OAI-PMH is a relatively light-weight protocol which does not allow for a bidirectional traffic. If a more reliable error-handling is required, the Standardised Usage Statistics Harvesting Initiative (SUSHI) must be used. SUSHI http://www.niso.org/schemas/sushi/was developed by NISO (National Information Standards Organization) in cooperation with COUNTER. This document assumes that the communication between the aggregator and the usage data provider takes place as is explained in figure 1.
Figure 1.
The interaction commences when the log aggregator sends a request for a report about the daily usage of a certain repository. Two parameters must be sent as part of this request: (1) the date of the report and (2) the file name of the most recent robot filter. The filename that is mentioned in this request will be compared to the local filename. Four possible responses can be returned by the repository.
In SUSHI version 1.0., the following information must be sent along with each request:
This request will active a special tool that can inspect the server logging and that can return the requested data.
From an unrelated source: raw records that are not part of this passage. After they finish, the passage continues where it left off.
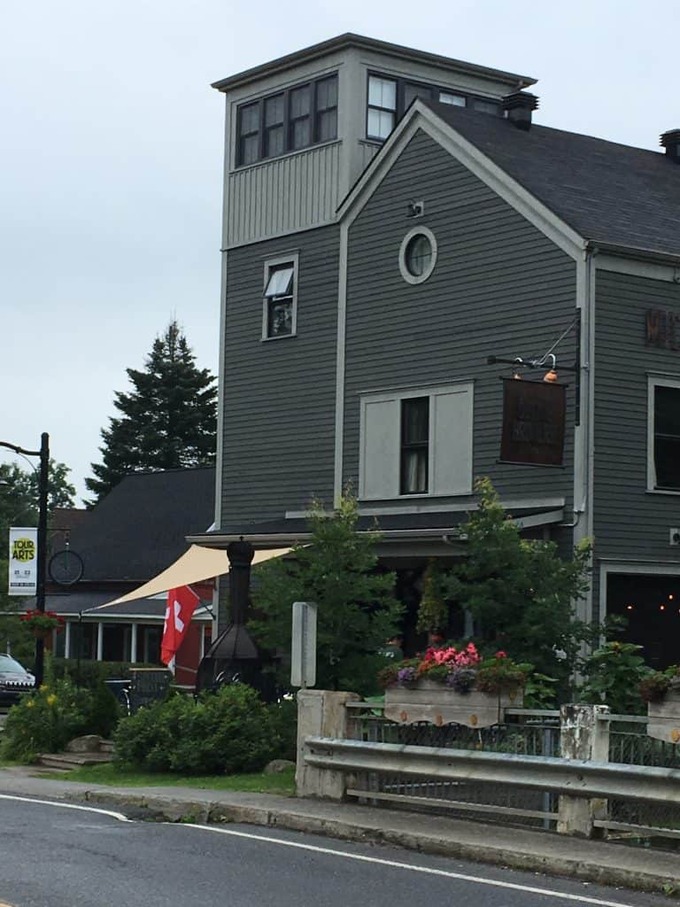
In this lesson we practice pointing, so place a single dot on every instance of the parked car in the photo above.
(14, 680)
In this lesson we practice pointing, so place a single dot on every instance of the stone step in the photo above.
(73, 760)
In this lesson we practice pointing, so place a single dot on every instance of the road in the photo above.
(56, 855)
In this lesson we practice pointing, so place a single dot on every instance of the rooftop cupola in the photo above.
(519, 106)
(671, 142)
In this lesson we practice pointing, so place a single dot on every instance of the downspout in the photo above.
(340, 366)
(584, 434)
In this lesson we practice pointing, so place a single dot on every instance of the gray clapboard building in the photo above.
(393, 223)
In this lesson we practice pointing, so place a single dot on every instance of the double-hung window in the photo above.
(290, 120)
(382, 107)
(416, 443)
(664, 434)
(389, 99)
(279, 312)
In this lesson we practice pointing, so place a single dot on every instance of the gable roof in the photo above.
(609, 193)
(601, 193)
(139, 528)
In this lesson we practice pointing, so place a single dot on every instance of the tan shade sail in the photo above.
(194, 566)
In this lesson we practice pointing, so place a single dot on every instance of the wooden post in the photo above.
(321, 713)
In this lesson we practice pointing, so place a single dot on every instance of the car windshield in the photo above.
(9, 666)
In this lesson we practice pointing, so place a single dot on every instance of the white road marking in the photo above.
(546, 892)
(89, 809)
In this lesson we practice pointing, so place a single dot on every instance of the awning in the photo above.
(194, 566)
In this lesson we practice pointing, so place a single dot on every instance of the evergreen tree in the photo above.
(168, 420)
(357, 611)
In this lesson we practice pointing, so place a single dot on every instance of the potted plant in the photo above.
(42, 623)
(453, 685)
(661, 691)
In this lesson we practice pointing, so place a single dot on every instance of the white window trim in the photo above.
(430, 392)
(405, 273)
(293, 259)
(654, 381)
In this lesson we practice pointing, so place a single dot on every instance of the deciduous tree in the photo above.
(357, 611)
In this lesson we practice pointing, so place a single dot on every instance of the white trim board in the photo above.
(420, 117)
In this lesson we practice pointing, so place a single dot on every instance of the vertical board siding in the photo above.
(630, 522)
(283, 195)
(279, 395)
(499, 287)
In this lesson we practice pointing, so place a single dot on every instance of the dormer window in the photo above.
(290, 120)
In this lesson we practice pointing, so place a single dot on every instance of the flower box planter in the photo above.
(664, 717)
(439, 705)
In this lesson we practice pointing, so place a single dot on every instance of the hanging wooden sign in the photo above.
(533, 422)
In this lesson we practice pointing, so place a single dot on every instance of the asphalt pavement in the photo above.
(603, 862)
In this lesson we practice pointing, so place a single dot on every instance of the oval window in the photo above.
(417, 255)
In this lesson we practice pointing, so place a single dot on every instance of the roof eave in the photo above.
(633, 252)
(341, 42)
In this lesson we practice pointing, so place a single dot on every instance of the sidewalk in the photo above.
(535, 851)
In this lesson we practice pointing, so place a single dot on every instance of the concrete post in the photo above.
(584, 735)
(321, 713)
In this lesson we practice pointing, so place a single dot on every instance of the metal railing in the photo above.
(524, 733)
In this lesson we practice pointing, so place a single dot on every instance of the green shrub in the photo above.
(283, 715)
(612, 675)
(229, 732)
(45, 721)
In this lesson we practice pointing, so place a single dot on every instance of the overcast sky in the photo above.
(111, 150)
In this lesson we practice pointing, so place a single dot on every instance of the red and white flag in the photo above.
(180, 608)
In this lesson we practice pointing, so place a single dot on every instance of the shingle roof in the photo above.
(609, 193)
(139, 528)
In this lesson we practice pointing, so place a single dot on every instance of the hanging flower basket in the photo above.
(439, 705)
(453, 686)
(42, 623)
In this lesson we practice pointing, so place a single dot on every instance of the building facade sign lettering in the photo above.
(662, 328)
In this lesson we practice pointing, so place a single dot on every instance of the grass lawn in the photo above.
(107, 774)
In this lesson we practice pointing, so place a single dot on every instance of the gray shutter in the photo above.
(379, 466)
(452, 417)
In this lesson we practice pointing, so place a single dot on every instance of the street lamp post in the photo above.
(41, 573)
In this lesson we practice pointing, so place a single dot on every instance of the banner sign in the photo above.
(533, 422)
(23, 561)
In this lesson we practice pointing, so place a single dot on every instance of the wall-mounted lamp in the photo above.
(551, 375)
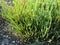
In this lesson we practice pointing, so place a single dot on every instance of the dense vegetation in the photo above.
(34, 20)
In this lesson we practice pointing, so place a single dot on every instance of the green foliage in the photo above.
(33, 19)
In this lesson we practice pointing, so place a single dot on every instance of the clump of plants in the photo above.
(32, 20)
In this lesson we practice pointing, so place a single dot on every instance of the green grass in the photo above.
(33, 19)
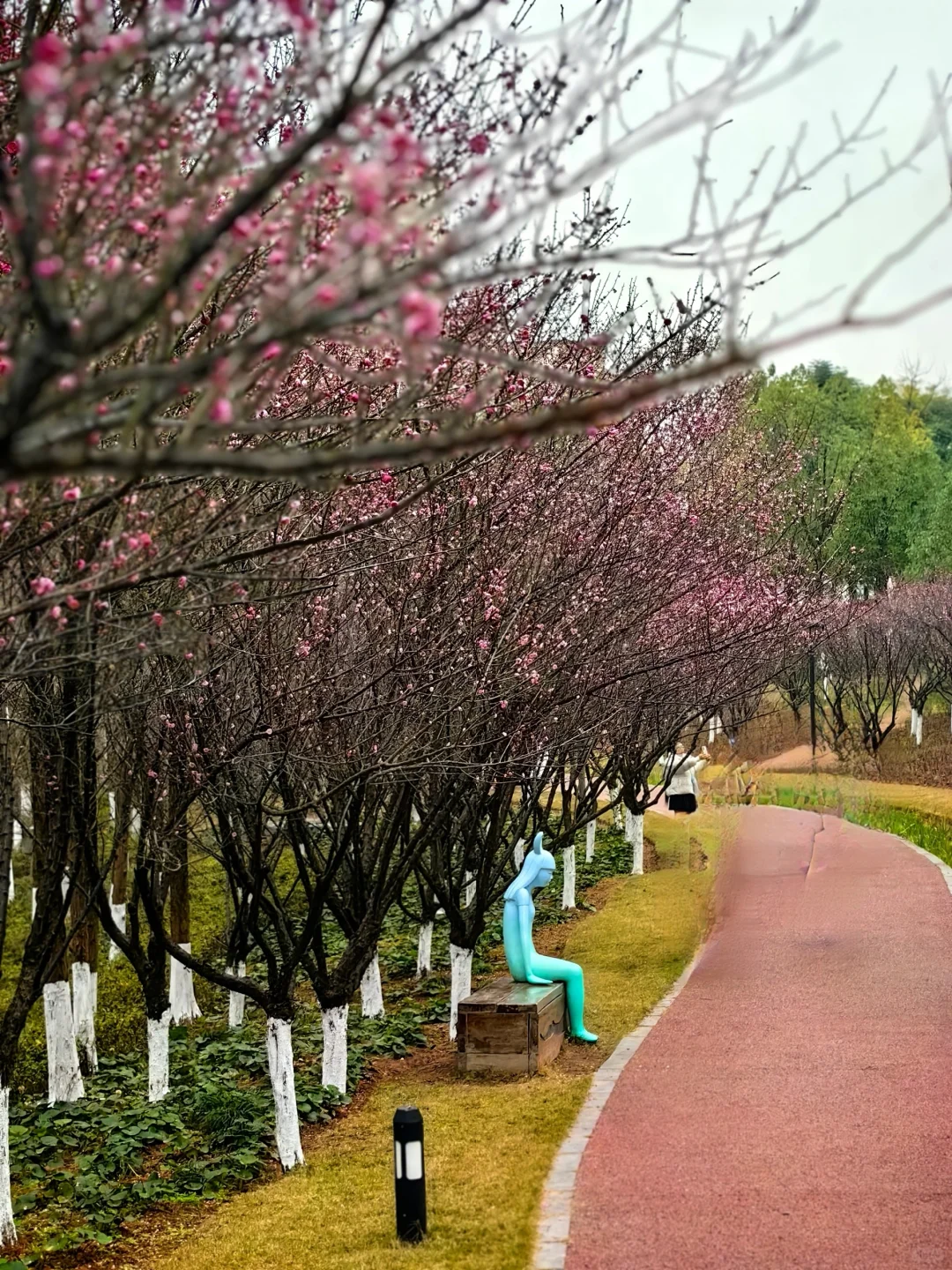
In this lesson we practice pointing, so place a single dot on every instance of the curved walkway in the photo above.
(793, 1105)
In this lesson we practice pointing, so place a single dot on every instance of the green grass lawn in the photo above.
(489, 1143)
(919, 813)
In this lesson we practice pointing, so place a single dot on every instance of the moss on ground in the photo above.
(489, 1143)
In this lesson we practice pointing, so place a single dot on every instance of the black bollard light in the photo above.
(409, 1177)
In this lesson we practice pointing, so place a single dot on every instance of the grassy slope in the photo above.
(922, 814)
(489, 1145)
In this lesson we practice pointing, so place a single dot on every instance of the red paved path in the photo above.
(793, 1108)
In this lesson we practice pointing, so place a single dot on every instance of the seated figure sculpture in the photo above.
(525, 964)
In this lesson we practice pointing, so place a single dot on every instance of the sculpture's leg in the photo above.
(570, 975)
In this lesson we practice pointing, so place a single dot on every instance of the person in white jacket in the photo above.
(682, 788)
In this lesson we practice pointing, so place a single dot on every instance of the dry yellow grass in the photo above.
(922, 798)
(489, 1145)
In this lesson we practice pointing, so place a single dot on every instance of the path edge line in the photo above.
(940, 863)
(559, 1189)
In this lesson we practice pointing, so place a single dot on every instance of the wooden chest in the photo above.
(510, 1027)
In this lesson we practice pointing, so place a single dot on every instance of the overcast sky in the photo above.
(874, 37)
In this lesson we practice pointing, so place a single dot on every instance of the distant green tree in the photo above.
(867, 449)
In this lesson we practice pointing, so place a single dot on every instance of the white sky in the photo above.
(874, 37)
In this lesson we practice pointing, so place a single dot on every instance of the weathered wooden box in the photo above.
(510, 1027)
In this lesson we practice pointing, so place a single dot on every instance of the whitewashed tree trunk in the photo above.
(569, 877)
(372, 990)
(635, 834)
(84, 1025)
(65, 1080)
(460, 982)
(182, 990)
(8, 1231)
(617, 813)
(280, 1067)
(424, 949)
(158, 1039)
(334, 1065)
(236, 1000)
(118, 914)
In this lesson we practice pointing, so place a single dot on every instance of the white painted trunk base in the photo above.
(635, 834)
(63, 1077)
(280, 1067)
(569, 877)
(372, 990)
(84, 1015)
(424, 949)
(589, 842)
(460, 982)
(158, 1035)
(236, 1000)
(182, 990)
(118, 915)
(8, 1231)
(334, 1065)
(617, 811)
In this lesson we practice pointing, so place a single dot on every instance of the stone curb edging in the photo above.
(940, 863)
(555, 1209)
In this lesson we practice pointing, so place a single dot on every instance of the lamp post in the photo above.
(813, 705)
(409, 1177)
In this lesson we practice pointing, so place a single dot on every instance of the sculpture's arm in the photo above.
(527, 949)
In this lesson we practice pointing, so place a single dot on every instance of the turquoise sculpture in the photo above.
(525, 964)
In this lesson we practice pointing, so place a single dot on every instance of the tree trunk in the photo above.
(182, 990)
(118, 891)
(591, 842)
(334, 1065)
(372, 990)
(158, 1030)
(460, 982)
(236, 1000)
(280, 1067)
(63, 1076)
(569, 877)
(424, 949)
(635, 834)
(8, 1231)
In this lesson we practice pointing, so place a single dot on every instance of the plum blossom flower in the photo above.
(221, 410)
(423, 314)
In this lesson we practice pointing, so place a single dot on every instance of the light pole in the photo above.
(409, 1177)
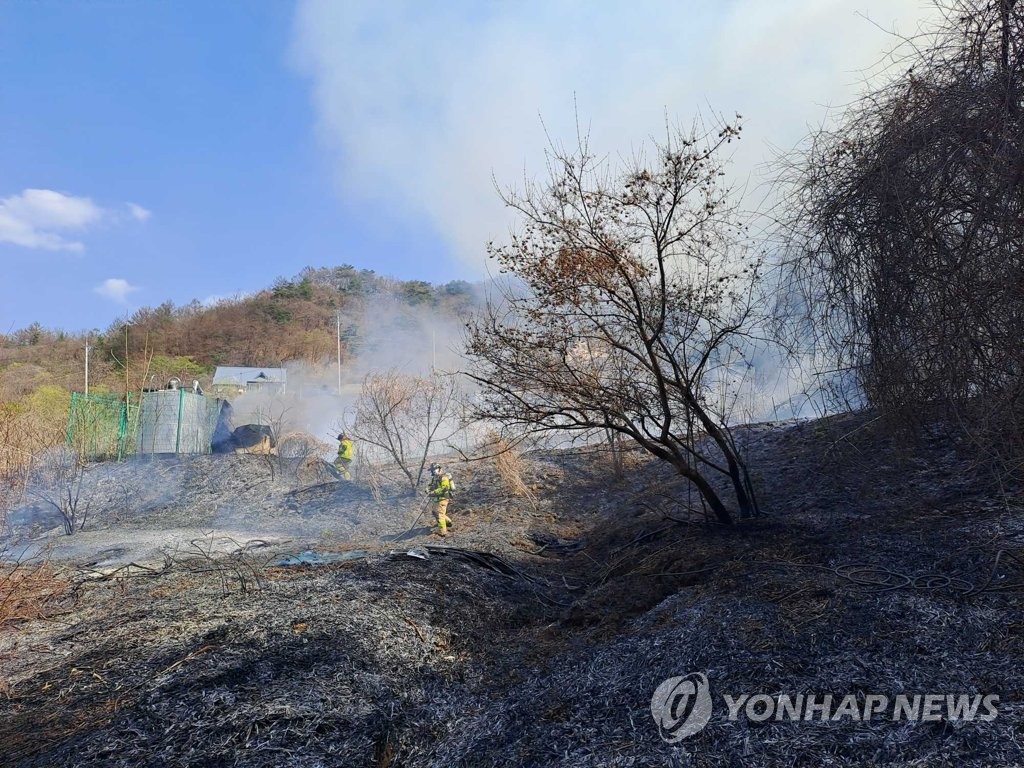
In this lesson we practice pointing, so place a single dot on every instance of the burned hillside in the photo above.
(316, 624)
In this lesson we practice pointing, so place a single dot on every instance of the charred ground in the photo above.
(876, 569)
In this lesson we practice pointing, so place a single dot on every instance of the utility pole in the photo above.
(87, 348)
(126, 363)
(338, 316)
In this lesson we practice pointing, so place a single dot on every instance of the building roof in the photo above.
(241, 376)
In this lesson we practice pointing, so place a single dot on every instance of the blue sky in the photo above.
(156, 151)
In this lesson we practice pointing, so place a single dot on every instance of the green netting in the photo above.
(176, 421)
(101, 427)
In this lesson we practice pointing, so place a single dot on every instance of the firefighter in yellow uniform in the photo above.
(346, 453)
(440, 491)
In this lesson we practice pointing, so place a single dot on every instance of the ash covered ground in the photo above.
(538, 632)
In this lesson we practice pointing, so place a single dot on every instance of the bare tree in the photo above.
(56, 480)
(633, 290)
(906, 223)
(407, 417)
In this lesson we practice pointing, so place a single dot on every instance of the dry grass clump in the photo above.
(29, 591)
(512, 468)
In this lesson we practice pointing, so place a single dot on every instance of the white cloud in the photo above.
(422, 104)
(43, 218)
(116, 290)
(35, 218)
(138, 212)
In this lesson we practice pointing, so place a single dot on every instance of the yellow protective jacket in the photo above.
(440, 487)
(346, 452)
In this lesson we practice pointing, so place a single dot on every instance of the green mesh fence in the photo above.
(176, 421)
(101, 427)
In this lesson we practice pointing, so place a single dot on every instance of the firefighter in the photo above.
(346, 453)
(440, 491)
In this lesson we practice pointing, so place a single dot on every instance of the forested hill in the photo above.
(295, 320)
These data are transferred as OpenURL Context Object log entries, as part of a SUSHI response.
The reponse must repeat all the information from the request, and provide the requested report as XML payload
The usage data are subsequently stored in a central database. External parties can obtain information about the contents of this central database through specially developed web services. The log harvester must ultimately expose these data in the form of COUNTER-compliant reports.
Listing 2 is an example of a SUSHI request, sent from the log aggregator to a repository.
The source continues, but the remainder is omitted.